Summary
This integrated modelling study examines the tension between achieving the 1.5°C climate target through agricultural greenhouse gas mitigation and maintaining global food security. Using partial equilibrium modelling, the authors project that a cost-efficient global mitigation pathway would reduce food availability by 110–285 kcal per capita daily by 2050, potentially affecting 80–300 million people, but show that regionally differentiated mitigation and participation strategies can reduce these impacts whilst still contributing to climate goals.
UK applicability
The study's global framing provides context for UK agricultural policy on emissions reduction, though it does not specifically model UK-level impacts.
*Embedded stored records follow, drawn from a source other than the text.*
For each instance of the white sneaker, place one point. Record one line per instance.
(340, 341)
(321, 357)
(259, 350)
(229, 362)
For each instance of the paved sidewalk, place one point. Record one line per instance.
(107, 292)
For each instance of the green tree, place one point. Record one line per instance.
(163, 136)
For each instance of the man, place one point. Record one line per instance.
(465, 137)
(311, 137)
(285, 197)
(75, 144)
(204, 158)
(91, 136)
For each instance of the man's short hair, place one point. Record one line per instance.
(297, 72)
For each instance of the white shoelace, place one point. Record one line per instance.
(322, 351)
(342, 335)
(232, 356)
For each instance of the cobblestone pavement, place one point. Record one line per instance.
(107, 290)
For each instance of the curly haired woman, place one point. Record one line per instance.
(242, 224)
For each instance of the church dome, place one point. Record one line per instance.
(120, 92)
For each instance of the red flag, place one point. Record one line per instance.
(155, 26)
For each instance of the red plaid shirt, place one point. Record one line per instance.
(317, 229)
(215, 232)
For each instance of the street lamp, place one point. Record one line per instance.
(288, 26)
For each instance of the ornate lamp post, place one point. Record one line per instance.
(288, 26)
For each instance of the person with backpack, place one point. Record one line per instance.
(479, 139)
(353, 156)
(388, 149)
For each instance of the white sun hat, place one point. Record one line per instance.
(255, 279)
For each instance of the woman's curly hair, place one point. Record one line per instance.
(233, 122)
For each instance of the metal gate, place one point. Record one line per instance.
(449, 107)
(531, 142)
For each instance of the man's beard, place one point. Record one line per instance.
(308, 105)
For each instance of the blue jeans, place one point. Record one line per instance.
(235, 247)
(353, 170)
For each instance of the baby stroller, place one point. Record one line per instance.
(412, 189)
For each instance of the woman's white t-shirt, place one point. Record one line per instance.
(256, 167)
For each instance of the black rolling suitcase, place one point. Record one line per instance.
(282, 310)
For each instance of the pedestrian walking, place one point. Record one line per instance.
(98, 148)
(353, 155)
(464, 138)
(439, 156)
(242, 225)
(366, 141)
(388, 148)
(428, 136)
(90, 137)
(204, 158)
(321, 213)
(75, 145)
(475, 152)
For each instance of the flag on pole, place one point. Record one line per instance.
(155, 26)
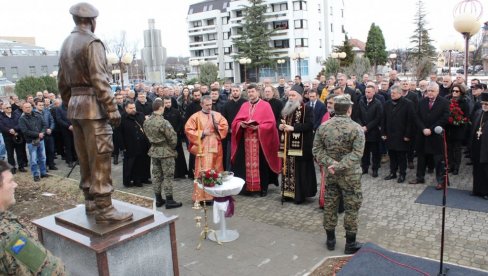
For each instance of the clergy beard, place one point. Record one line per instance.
(290, 107)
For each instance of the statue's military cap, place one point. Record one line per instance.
(84, 10)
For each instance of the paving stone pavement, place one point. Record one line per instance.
(289, 239)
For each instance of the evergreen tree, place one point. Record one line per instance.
(346, 47)
(209, 73)
(254, 40)
(375, 47)
(420, 39)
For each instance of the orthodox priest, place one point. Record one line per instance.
(254, 144)
(296, 139)
(479, 149)
(205, 130)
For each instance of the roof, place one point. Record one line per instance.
(208, 6)
(356, 43)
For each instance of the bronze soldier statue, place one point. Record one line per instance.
(83, 81)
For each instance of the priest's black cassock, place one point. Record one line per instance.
(479, 153)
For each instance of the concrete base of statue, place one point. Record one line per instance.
(146, 245)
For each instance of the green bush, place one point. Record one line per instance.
(29, 86)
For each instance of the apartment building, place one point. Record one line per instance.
(305, 33)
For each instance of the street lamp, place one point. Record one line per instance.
(121, 62)
(245, 62)
(393, 57)
(299, 56)
(466, 16)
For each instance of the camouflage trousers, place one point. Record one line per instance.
(163, 170)
(349, 185)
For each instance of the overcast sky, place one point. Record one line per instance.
(50, 22)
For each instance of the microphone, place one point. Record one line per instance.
(438, 130)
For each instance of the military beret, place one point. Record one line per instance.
(343, 99)
(297, 88)
(484, 97)
(84, 9)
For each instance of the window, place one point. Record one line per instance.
(301, 42)
(279, 7)
(44, 70)
(301, 24)
(15, 72)
(280, 25)
(303, 65)
(212, 37)
(198, 38)
(299, 6)
(284, 43)
(199, 53)
(32, 70)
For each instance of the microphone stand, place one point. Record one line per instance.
(442, 271)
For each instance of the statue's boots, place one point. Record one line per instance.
(90, 206)
(352, 246)
(107, 214)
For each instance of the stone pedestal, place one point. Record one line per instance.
(146, 245)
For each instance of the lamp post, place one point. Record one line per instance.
(299, 56)
(121, 62)
(245, 62)
(466, 16)
(393, 57)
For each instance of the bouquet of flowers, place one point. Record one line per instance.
(210, 178)
(456, 114)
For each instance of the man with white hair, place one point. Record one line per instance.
(296, 139)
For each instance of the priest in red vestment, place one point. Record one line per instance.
(255, 144)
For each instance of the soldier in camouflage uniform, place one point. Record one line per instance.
(20, 254)
(163, 140)
(338, 146)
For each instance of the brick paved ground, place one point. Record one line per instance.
(288, 239)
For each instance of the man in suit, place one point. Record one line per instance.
(370, 114)
(318, 108)
(433, 111)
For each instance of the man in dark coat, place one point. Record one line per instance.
(229, 111)
(191, 109)
(397, 131)
(369, 117)
(119, 100)
(143, 105)
(300, 181)
(318, 108)
(479, 149)
(174, 117)
(414, 98)
(433, 111)
(136, 167)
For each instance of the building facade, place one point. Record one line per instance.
(307, 29)
(19, 60)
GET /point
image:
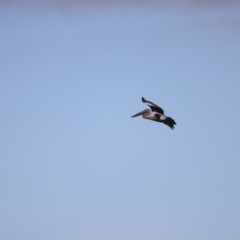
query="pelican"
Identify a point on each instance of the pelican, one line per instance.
(157, 114)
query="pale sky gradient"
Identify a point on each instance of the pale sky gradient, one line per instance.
(74, 165)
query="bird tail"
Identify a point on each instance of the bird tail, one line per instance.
(170, 122)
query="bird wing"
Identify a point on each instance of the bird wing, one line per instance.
(153, 106)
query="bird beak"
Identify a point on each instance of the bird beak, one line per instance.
(138, 114)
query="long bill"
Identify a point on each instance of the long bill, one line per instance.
(138, 114)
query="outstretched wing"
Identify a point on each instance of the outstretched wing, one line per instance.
(153, 106)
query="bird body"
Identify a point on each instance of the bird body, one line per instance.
(157, 114)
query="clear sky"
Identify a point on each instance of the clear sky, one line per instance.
(74, 165)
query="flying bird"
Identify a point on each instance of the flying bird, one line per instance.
(157, 114)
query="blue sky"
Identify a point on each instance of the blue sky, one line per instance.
(74, 165)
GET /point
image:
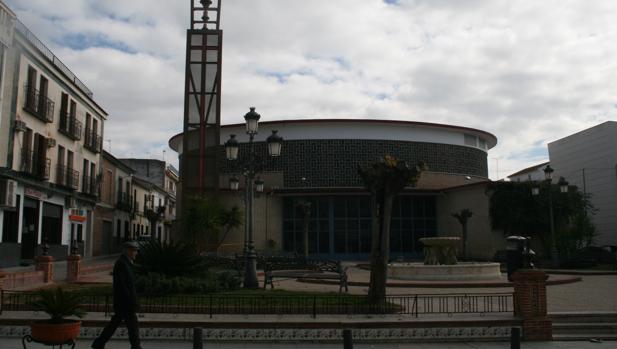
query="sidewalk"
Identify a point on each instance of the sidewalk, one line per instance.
(115, 344)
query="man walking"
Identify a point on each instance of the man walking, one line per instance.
(125, 299)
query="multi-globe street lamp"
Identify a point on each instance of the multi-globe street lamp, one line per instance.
(251, 167)
(563, 187)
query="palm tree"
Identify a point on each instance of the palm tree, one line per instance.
(384, 179)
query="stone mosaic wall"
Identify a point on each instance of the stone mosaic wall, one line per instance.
(333, 163)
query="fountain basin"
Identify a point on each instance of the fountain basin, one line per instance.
(456, 272)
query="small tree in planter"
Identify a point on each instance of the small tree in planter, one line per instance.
(59, 305)
(384, 179)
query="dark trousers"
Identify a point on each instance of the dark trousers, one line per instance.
(130, 319)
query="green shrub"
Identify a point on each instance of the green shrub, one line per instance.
(160, 284)
(170, 259)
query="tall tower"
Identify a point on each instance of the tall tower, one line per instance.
(202, 102)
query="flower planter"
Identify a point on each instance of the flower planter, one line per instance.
(55, 333)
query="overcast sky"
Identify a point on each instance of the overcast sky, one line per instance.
(530, 72)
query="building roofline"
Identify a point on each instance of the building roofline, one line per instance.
(491, 139)
(529, 169)
(117, 162)
(62, 69)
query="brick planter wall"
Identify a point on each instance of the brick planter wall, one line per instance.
(530, 304)
(46, 265)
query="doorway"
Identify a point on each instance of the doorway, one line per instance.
(30, 229)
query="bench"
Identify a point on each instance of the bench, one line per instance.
(302, 268)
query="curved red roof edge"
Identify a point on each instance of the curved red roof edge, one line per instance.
(396, 122)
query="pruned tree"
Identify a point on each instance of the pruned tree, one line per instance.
(384, 179)
(462, 217)
(207, 222)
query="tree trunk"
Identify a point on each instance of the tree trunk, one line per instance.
(464, 240)
(380, 248)
(305, 228)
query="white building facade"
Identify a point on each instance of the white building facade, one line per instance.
(588, 159)
(50, 144)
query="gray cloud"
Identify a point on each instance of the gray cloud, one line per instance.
(528, 71)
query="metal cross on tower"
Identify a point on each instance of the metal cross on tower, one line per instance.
(202, 102)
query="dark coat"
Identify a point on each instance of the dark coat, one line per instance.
(125, 296)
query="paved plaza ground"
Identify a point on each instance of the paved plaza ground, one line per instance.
(16, 344)
(595, 293)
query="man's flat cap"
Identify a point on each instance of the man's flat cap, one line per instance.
(131, 244)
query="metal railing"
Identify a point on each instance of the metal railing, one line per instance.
(93, 141)
(23, 30)
(70, 126)
(39, 105)
(313, 305)
(67, 177)
(34, 165)
(88, 186)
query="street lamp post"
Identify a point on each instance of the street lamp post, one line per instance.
(250, 169)
(563, 188)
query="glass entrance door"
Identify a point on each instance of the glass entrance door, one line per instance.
(30, 228)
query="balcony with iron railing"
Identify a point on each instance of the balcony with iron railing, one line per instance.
(39, 105)
(88, 186)
(70, 126)
(32, 164)
(93, 141)
(67, 177)
(125, 202)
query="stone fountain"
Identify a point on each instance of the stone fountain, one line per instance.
(441, 264)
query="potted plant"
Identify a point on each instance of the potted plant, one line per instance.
(59, 305)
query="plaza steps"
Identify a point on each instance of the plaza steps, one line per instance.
(584, 326)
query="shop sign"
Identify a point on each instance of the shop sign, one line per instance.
(33, 193)
(77, 215)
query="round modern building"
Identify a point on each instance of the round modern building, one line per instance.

The findings suggest that unilateral UK mitigation efforts without broader international participation could affect food costs and availability; the results support integrated approaches to emissions reduction that account for international agricultural trade and food system resilience.
Key measures
Food calorie losses per capita per day (kcal), number of undernourished people, greenhouse gas emissions reductions, agricultural production costs, food prices by region and mitigation scenario
Outcomes reported
The study modelled the food security impacts of achieving a 1.5°C climate target through agricultural greenhouse gas mitigation, estimating global calorie losses and potential increases in undernourishment by 2050. It assessed trade-offs between climate mitigation ambition, regional mitigation participation, and food availability across different production systems.